In January of this year, a group of14 countries made an announcement in Davos of their intention to negotiate a trade agreement on “green goods”. The mandate is about eliminating bound import tariffs on environmental goods, building on a list of 54 environmental goods agreed upon by APEC a few years ago. The agreement will grant a “most-favoured nation-treatment”, meaning that the tariff concessions will be extended to all members of the WTO, irrespective of if they are part of the Green Goods Initiative.
In their statement, the countries refer to a “future oriented agreement able to address other issues in the sector and to respond to changes in technologies in the years to come”, which has been interpreted to constitute an opening towards eventually addressing other significant barriers such as restrictions to trade in services but also subsidies, standards or local content requirements.
Whereas the announcement refers to environmental goods, the emphasis on climate change clearly indicates the intention to address clean energy and other climate-friendly technologies.

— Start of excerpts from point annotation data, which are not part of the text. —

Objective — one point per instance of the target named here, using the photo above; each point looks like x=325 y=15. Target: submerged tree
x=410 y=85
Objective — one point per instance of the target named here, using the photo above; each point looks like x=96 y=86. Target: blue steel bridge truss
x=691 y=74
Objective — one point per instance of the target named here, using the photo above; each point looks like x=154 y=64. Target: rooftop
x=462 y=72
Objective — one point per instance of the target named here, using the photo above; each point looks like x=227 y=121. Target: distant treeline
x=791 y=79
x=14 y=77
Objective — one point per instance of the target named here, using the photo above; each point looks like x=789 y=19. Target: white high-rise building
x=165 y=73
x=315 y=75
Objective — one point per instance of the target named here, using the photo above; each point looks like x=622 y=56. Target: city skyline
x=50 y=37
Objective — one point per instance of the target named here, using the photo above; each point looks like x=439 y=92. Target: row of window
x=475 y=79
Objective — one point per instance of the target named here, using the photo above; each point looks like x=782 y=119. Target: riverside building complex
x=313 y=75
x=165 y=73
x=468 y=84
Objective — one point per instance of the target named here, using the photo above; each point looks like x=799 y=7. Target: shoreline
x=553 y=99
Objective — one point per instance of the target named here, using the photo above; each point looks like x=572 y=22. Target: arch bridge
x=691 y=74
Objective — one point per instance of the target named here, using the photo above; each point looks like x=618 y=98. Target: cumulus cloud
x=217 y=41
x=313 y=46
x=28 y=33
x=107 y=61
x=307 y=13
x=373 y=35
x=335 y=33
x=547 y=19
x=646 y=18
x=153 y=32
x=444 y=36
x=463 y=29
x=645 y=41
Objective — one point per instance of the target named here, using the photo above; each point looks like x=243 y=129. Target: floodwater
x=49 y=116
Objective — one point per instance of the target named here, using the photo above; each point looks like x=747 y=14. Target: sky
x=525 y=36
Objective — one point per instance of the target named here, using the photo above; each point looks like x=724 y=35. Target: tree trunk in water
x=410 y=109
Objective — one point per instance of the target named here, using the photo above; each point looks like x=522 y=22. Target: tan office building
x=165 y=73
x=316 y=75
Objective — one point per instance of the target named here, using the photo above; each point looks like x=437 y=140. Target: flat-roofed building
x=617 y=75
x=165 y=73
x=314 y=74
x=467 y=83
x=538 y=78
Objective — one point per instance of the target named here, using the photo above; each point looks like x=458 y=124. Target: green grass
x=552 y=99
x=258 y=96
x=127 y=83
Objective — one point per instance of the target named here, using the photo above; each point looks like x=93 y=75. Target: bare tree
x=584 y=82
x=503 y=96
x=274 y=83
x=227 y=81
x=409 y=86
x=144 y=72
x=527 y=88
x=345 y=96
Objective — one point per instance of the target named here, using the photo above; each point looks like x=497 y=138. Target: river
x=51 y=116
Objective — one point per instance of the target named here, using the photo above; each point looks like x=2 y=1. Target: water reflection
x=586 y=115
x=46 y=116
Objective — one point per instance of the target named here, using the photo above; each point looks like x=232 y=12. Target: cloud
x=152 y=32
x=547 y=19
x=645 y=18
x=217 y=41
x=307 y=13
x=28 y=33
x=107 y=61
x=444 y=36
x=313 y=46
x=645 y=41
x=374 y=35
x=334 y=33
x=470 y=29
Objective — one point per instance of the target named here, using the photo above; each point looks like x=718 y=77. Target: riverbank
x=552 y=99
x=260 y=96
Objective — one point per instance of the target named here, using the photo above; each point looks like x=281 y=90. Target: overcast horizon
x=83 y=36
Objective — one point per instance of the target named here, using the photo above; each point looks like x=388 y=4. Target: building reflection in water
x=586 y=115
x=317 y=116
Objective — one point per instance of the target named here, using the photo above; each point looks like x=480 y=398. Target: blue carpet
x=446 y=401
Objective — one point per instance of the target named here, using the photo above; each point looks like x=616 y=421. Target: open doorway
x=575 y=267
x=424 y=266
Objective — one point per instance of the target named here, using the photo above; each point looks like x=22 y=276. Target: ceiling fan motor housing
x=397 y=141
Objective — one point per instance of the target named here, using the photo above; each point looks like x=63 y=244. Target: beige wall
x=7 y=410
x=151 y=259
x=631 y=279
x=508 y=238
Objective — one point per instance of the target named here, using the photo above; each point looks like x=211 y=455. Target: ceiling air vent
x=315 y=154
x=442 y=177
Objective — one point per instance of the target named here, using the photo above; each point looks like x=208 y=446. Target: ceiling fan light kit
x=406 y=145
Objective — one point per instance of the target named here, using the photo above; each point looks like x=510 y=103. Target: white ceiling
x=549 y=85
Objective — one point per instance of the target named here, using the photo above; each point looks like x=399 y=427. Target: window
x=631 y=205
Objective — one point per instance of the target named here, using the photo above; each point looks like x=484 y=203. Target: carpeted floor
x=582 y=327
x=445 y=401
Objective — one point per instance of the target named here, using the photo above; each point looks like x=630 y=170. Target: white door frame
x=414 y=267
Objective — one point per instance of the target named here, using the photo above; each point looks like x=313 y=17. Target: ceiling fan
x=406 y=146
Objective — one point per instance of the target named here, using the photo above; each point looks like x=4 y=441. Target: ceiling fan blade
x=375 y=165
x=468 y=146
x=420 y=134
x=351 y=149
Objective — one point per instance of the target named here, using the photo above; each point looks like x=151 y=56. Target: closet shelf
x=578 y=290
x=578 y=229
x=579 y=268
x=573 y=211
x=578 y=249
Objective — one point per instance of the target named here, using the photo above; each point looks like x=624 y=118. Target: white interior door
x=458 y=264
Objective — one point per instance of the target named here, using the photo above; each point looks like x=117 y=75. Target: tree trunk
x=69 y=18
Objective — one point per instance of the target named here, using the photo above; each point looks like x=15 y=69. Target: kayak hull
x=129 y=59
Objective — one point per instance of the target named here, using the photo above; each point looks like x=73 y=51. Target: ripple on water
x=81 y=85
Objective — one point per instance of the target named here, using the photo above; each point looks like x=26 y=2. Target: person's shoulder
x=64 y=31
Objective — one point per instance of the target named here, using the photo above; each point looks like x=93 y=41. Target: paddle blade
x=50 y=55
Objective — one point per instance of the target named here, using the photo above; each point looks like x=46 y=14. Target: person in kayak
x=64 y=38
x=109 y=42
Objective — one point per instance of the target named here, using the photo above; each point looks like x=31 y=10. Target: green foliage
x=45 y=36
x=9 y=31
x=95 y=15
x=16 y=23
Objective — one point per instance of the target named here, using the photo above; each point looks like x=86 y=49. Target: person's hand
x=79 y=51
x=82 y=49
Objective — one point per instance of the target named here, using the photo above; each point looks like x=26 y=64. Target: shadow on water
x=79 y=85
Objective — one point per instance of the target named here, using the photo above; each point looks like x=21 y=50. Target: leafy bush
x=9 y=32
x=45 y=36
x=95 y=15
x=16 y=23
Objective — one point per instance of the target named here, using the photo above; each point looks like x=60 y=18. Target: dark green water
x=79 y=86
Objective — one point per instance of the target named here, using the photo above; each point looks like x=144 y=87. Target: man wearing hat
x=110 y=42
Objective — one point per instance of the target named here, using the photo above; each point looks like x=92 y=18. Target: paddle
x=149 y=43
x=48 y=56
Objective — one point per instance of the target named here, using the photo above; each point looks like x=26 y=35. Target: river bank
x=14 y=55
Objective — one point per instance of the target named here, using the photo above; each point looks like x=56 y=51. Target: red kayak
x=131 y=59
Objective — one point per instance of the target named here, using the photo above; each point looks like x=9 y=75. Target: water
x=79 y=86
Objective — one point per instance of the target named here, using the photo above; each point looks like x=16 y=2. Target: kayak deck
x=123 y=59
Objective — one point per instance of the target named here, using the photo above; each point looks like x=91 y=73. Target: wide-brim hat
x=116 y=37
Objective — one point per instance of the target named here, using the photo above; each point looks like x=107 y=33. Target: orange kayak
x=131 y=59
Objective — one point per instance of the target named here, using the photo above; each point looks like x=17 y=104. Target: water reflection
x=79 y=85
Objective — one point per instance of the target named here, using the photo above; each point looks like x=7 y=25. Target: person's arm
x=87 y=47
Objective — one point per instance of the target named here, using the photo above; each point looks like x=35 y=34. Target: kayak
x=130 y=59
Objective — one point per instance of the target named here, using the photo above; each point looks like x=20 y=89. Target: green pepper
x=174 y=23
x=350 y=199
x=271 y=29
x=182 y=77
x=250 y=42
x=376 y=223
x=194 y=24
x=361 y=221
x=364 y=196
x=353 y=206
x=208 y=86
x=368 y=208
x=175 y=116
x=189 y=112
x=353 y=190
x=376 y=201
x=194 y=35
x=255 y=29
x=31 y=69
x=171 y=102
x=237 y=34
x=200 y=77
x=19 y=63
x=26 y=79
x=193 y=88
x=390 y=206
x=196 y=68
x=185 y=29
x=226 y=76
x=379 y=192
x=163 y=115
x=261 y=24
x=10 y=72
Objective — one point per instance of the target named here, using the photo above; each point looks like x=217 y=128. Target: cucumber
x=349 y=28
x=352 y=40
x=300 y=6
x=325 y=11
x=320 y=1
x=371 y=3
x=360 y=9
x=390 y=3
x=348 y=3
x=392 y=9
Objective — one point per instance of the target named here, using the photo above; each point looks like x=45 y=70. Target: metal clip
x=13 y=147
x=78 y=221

In consultation with the 14 countries, ICTSD hosted a public event in Geneva on the Green Goods Initiative. The purpose of the ICTSD Dialogue was to raise awareness among the trade constituency in Geneva and beyond about the Green Goods Initiative and the potential it holds to effectively address climate change by prioritizing clean energy technologies and other climate-friendly goods. The event involved voices from business, academia and government, and strived to stimulate an open and constructive conversation, in support of the upcoming trade negotiation.